The negotiator daemon monitors for down machines based on the heartbeat responses of the MACHINE_UPDATE_INTERVAL time period. If the negotiator has not received an update after two MACHINE_UPDATE_INTERVAL periods, then it marks the machine as down, and notifies the schedd to remove any jobs running on that machine. The gsmonitor daemon (LoadL_GSmonitor) allows this cleanup to occur more reliably. The gsmonitor daemon uses the Group Services Application Programming Interface (GSAPI) to monitor machine availability and notify the negotiator quickly when a machine is no longer reachable. Because it uses the GSAPI, the gsmonitor daemon requires that the Group Services subsytem, which is provided by the IBM Parallel System Support Programs (PSSP), be installed and operational.

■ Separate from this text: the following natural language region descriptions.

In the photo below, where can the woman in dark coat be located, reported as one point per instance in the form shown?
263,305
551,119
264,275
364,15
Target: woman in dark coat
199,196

The gsmonitor daemon should be run on one or two nodes in each of the Group Services domains. By running LoadL_GSmonitor on two nodes, this allows for a backup in case one of the nodes goes down. A Group Services domain consists of the set of nodes that makes up a system partition. LoadL_GSmonitor subscribes to the Group Services system-defined host membership group, which is represented by the HA_GS_HOST_MEMBERSHIP Group Services keyword. This group monitors every configured node in the system, including those that are not in the LoadLeveler cluster.
To start the gsmonitor daemon, set GSMONITOR_RUNS_HERE to True in the local config file. The default for GSMONITOR_RUNS_HERE is False.
Notes:
The Group Services routines need to be run as root, so the LoadL_GSmonitor executable must be owned by root and have the setuid permission bit enabled.
It will not cause a problem to run more than one LoadL_GSmonitor daemon per SP System Partition, this will just cause the negotiator to be notified by each running daemon.
For more information about the Group Services subsystem, see PSSP: Administration Guide, SA22-7348. For more information about GSAPI, see Group Services Programming Guide and Reference, SA22-7355-00.